RCEP is in fact quite a big deal, both literally and metaphorically. Once it is signed & ratified by all parties involved, RCEP will create a free trade zone covering approximately 30% of the world’s GDP, trade and population.

The world has already witnessed the growth of China from being termed as “The sleeping dragon” to China actually coming head to head with USA in economic trade wars. RCEP being backed majorly by China is all set to dominate the world and increase its ever growing dominance for a variety of reasons, which have been elaborated below.

A major reason that explains the advantage that RCEP has over such economic fora is the fact that most of the world population is centred here. Not just population, but a majority of the worlds ‘young population’ is situated around these 15 nations (with exceptions of course) giving the fora a natural boost in increasing its workforce and moulding it in a desired way to increase the overall human resource efficiency.
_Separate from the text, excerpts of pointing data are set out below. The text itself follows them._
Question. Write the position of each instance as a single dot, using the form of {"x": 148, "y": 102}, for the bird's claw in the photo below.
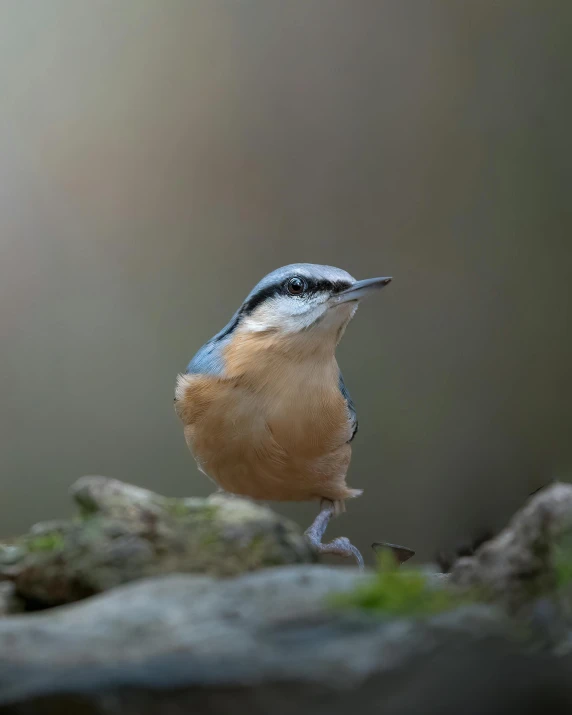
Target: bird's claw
{"x": 341, "y": 546}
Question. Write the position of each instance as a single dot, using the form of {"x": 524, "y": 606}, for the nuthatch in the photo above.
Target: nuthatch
{"x": 265, "y": 410}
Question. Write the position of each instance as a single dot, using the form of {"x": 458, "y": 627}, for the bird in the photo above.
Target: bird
{"x": 263, "y": 403}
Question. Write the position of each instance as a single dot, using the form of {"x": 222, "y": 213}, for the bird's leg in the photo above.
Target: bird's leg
{"x": 340, "y": 546}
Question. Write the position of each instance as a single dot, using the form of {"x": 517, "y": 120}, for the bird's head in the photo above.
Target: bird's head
{"x": 305, "y": 299}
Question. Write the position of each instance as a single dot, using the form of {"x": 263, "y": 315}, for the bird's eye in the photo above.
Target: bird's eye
{"x": 296, "y": 286}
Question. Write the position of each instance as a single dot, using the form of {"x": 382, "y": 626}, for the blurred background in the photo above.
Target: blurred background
{"x": 158, "y": 157}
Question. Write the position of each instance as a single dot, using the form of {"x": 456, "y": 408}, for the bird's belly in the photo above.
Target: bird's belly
{"x": 284, "y": 452}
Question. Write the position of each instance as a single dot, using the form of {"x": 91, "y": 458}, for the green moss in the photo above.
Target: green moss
{"x": 562, "y": 561}
{"x": 400, "y": 592}
{"x": 45, "y": 542}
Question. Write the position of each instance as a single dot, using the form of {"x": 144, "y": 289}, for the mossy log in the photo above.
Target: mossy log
{"x": 123, "y": 533}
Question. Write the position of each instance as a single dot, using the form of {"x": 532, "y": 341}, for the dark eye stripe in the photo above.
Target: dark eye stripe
{"x": 279, "y": 288}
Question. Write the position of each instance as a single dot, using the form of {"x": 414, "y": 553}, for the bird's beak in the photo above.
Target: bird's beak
{"x": 359, "y": 290}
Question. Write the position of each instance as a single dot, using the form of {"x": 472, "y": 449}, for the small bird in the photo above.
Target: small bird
{"x": 265, "y": 410}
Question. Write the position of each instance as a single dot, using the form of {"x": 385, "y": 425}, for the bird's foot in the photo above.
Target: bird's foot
{"x": 341, "y": 546}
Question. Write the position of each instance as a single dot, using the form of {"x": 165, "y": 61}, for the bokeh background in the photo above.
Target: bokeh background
{"x": 158, "y": 157}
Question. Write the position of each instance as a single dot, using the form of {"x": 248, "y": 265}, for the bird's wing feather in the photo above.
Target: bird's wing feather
{"x": 351, "y": 407}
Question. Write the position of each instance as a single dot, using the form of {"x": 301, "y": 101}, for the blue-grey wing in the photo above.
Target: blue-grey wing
{"x": 351, "y": 407}
{"x": 209, "y": 360}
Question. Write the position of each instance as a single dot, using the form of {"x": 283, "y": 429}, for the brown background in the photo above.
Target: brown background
{"x": 159, "y": 157}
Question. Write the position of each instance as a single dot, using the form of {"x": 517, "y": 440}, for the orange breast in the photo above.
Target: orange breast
{"x": 278, "y": 431}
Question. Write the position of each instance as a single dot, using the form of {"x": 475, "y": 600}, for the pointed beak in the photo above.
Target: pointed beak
{"x": 360, "y": 290}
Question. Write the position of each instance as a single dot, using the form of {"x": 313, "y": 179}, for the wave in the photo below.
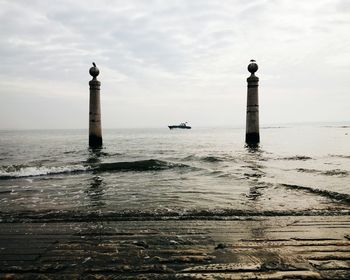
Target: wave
{"x": 205, "y": 158}
{"x": 20, "y": 171}
{"x": 157, "y": 214}
{"x": 333, "y": 172}
{"x": 340, "y": 156}
{"x": 140, "y": 165}
{"x": 333, "y": 195}
{"x": 296, "y": 158}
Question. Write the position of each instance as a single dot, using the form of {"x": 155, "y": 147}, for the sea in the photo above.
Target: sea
{"x": 158, "y": 174}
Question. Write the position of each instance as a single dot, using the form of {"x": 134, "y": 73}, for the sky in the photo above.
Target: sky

Another important reason that makes RCEP a formidable force is the fact that most of the world’s manufacturing industries are situated in this region. From industries of specialised products such as processor chip manufacturing in Japan, South Korea and Taiwan to  garments and fabrics in countries like China, Bangladesh, Vietnam Cambodia, etc. RCEP has it all as and with an increasing human-power capacity, it allows the region of increasing their production capacity as well.

Being a manufacturer allows RCEP to control the direction of the trade flow and regulate it according to its own preference while saving costs. Member nations have a lot of raw materials, parts and components that move back and forth. And they’re often given final assembly, but they’re typically then shipped to the US or Europe. However, a lot of these high quality finished products are not consumed by other developing regions such as the Middle-East and the Subcontinent.

One of the reasons this doesn’t take place due to tariff and non-tariff based challenges. While they are geographically closer to than West, still the volume of trade, despite mutual interests, is far less trade in the region than it should be. This is where RCEP makes it more likely that firms will create supply chains in Asia, for Asia. As the agreement comes into force and becomes more meaningful for firms, it will accelerate over time utilising the economies of scale and being the end consumers for the goods that they produce.

Whenever we talk about trade, a significant edge that all these member states possess is great connectivity via ports. Interestingly, the out of the top 10 ports in the world, 9 are situated in RCEP member nations. This also solves the problem of transporting finished unfinished goods, as internal transportation of these goods between member states is also made easier as most of these countries have direct access to seas and oceans.

What’s interesting to note is that RCEP has marked implications politically too! How? For starters, it’s the first time that an agreement features Japan, South Korea and China on the same side,  sparking a new era of economic cooperation among these giants in the Asian economy. From having opposing views and publicly speaking against each other in various multilateral organisations, to coming together on a platform and hence mutually agreeing on terms & conditions to carry out trade and other economic activities, RCEP has actually become a bridge that has helped synchronize aims and ideologies of these Asian powerhouses.

In a post-COVID world where economies around the globe start healing, the importance of RCEP increases as the region is situated in a busy trade route, thereby making it necessary for them to be kept open. However, newer sources of economic growth are required as its clear that the path to recovery will be uneven.

In my opinion, having an Asian agreement with Asian powerhouse economies in it is really helpful. It’s helpful, not just for those economies, and not just for big multinationals, but also for smaller businesses, because you need to start that rebound in growth at the ground level. And it’s going to be challenging as Asia is really struggling especially post-COVID as most nations have a high population density and faced intense waves of the pandemic. Pushing for this economic recovery and further growing is going to be the first biggest obstacle and will test the effectiveness of RCEP and determine its future.